The ONS figures showed that overall NPS deaths in England and Wales had halved from 123 in 2016 to 61 in 2017.

Much of that drop, however, was accounted for by the falling death toll from cathinones including mephedrone, also known as M-cat, which went from 31 in 2016 to 7 in 2017.

There was a much more modest drop when it came to synthetic cannabinoids including spice, the drugs that were causing the most problems when the government banned legal highs in 2016. The death toll went from 27 synthetic cannabinoid deaths in 2016 to 24 in 2017.

By comparison, in 2015, before the May 2016 legal highs ban, synthetic cannabinoids accounted for 8 deaths.

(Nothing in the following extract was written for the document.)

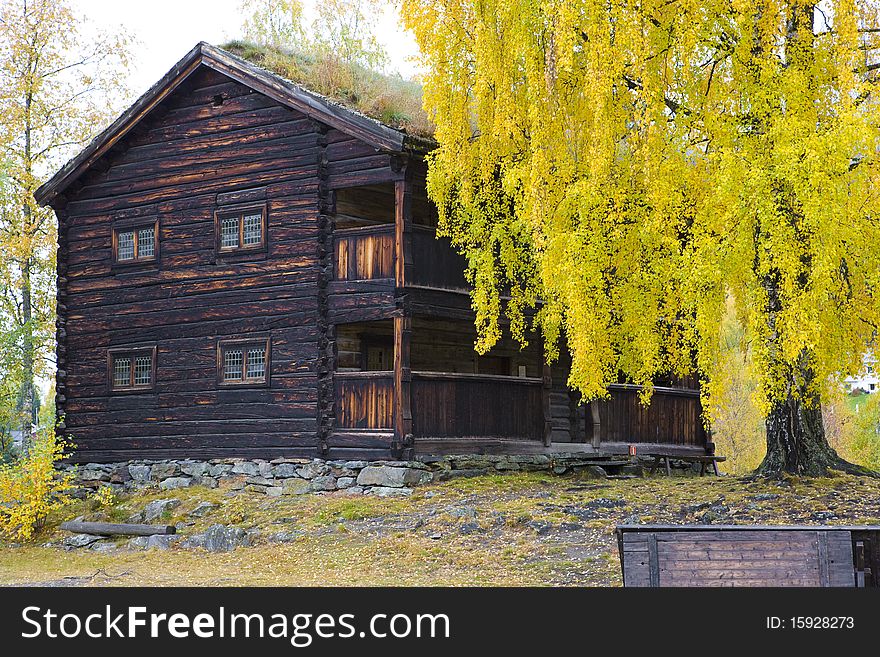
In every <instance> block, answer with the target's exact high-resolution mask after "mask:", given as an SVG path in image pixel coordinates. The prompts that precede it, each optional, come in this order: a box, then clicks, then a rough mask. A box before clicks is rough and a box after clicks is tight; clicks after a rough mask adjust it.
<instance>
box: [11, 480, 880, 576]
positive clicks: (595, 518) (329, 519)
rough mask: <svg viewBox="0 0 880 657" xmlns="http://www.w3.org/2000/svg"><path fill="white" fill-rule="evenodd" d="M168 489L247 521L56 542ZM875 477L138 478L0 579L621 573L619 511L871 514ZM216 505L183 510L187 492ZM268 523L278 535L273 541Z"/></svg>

The latest figures would therefore suggest that in 2017 the post-ban death toll was three times that recorded in the last full year before legal highs were made illegal.

When dealing NPS was banned in May 2016, to be followed by possession being made illegal after spice and allied synthetic cannabinoids were made controlled class B drugs in December 2016, the government was warned that its policy would lead to more fatalities.

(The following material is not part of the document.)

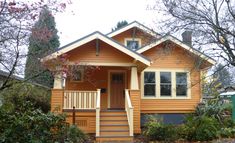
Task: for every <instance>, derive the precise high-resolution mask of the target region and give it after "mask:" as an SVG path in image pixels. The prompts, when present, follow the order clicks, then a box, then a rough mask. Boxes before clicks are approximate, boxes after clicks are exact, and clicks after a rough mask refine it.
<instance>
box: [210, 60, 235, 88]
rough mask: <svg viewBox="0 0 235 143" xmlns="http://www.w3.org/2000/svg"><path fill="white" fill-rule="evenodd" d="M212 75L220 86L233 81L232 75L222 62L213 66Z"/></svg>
mask: <svg viewBox="0 0 235 143" xmlns="http://www.w3.org/2000/svg"><path fill="white" fill-rule="evenodd" d="M213 72H214V74H213V77H214V78H215V79H216V82H217V83H219V84H220V86H221V87H226V86H229V85H231V84H232V83H233V77H232V75H231V74H230V72H229V70H228V68H227V67H225V66H224V65H222V64H218V65H217V66H215V68H214V71H213Z"/></svg>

Professor David Nutt, the former government drugs tsar, told The Independent: “There will be no quality control – people won’t stop using legal highs, they will just use more dangerous ones.”

Since the ban was introduced, there have been claims that in some places getting synthetic cannabinoids has become as easy as ordering a takeaway, and repeated reports of towns and cities being plagued by “spice zombies” who have been rendered catatonic by the drug.

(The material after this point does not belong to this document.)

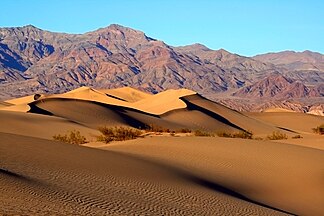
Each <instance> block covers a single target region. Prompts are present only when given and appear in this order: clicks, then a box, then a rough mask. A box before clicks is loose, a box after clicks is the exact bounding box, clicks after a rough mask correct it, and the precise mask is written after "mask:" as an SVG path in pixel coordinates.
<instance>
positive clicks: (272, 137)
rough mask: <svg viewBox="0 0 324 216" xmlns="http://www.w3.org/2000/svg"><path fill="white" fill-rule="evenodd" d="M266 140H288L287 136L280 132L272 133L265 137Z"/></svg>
mask: <svg viewBox="0 0 324 216" xmlns="http://www.w3.org/2000/svg"><path fill="white" fill-rule="evenodd" d="M267 139H269V140H282V139H288V136H287V134H284V133H282V132H280V131H274V132H272V134H271V135H268V136H267Z"/></svg>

There have also been repeated warnings that spice abuse by inmates is causing havoc inside UK prisons.

A Home Office spokesperson said: “Drugs can devastate lives, ruin families and damage communities. Whilst operational policing decisions are for chief officers to make, the government and the public expect the police to enforce the law. The Serious Violence Strategy also includes new initiatives to combat the illegal drugs market, including a new National County Lines Coordination Centre.”

A government spokesperson added: “Any death related to misuse of drugs is a tragedy. We want everyone across the country to get the help, treatment and support they need to live a drug-free life and we are funding local authorities £16bn over the current spending period to deliver these and other public health services.”

“Our drug strategy 2017 brings together police, health, community and global partners to tackle the illicit drug trade, protect the most vulnerable and help those with a drug dependency to recover and turn their lives around.”